Diesels or Nukes
Diesels Or Nukes: Officer who did both reflects on differences
By Robert A. Hamilton originally published in the New London Day on Feb. 29, 2004.
Diesel submarines have become very quiet and potent, said Lt. Cmdr. Todd Cloutier, speaking to the local chapter of the Naval Submarine League Friday at the U.S. Submarine Veterans Inc. Groton base on Friday.
But Cloutier, a graduate of the Dutch “Perisher” course that trains diesel submarine commanders, who is the executive officer of the Jimmy Carter, under construction at Electric Boat, said joint exercises with countries that operate them have started to teach the U.S. Navy how to deal with the hazards they pose.
The Walrus-class submarine he trained on was huge by diesel standards, but at 2,000 tons was just over one-quarter the displacement of a U.S. nuclear submarine, or SSN. It has a crew of 55, versus 140 or more for an SSN, and is 200 feet long, dwarfed by a 360-foot Los Angeles-class SSN.
Diesel submarines or SSKs have some advantages, such as they can put to sea in minutes, bypassing the lengthy reactor startup process that can keep an SSN in port two days after the decision to deploy.
But the nuclear submarine will quickly catch up: a Walrus-class boat will take 15 days to get from Groton to Gibraltar, most of that time on the surface charging its batteries, while an SSN can do it in nine days even at part-throttle.
The difference can be even greater moving from one spot to another in a combat theatre, because the SSN is capable of sprinting far ahead of its SSK counterpart, he said.
“We can get there quick,” Cloutier said. “You can't do that with a 10-knot submarine that can do only 8-knots submerged ... that would be crippling to a battle group commander.”
Diesel submarines, particularly the modern versions, are very quiet, he said.
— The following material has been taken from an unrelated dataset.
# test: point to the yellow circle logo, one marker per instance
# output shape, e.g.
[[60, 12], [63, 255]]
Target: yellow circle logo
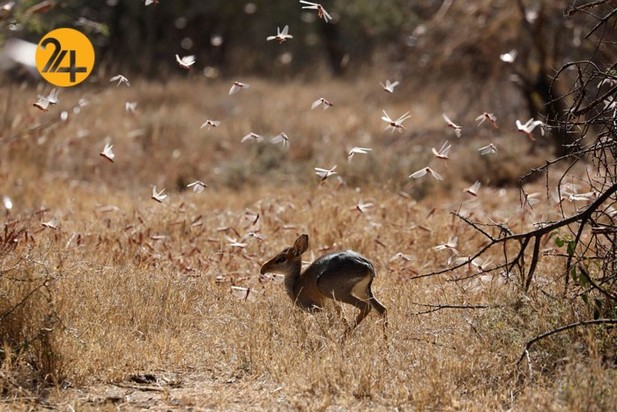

During the Perisher course, he saw hordes of aircraft and surface ships looking for the Walrus that he trained on, but they were not successful.
A diesel submarine, though, has to surface to recharge its batteries, and even if it has a new air-independent propulsion system, it has to surface to ventilate the air, which becomes virtually unbreathable after a couple of days. On the surface, diesels are much more vulnerable, he said.
“They have to come up eventually,” Cloutier said. An SSN, however, makes its own power, air and water, and can stay down for months.
But perhaps the starkest difference is in training. In the U.S. Navy, crews are trained to be experts in their field. In diesel fleets, there is a much greater reliance on a couple of key people, particularly the captain.
So efforts to hunt a diesel should rely on relentless use of active sonar from surface ships, aircraft and other submarines, forcing the boat to stay submerged and out of sight, until morale drops and conditions worse.
“If you can wear the captain out, make him fatigued, he'll make more errors,” Cloutier said. “If you can take out the commanding officer, the submarine is useless.”
“Don't think of it as a very small SSN,” Cloutier continued. “It doesn't have the speed, it doesn't have the endurance, and it has counter-detection limitations.”
“Our biggest advantage, though, is our taxpayers' confidence in us,” Cloutier said. “They give us the tools we need ... and the time we need to train, which other navies just don't have.”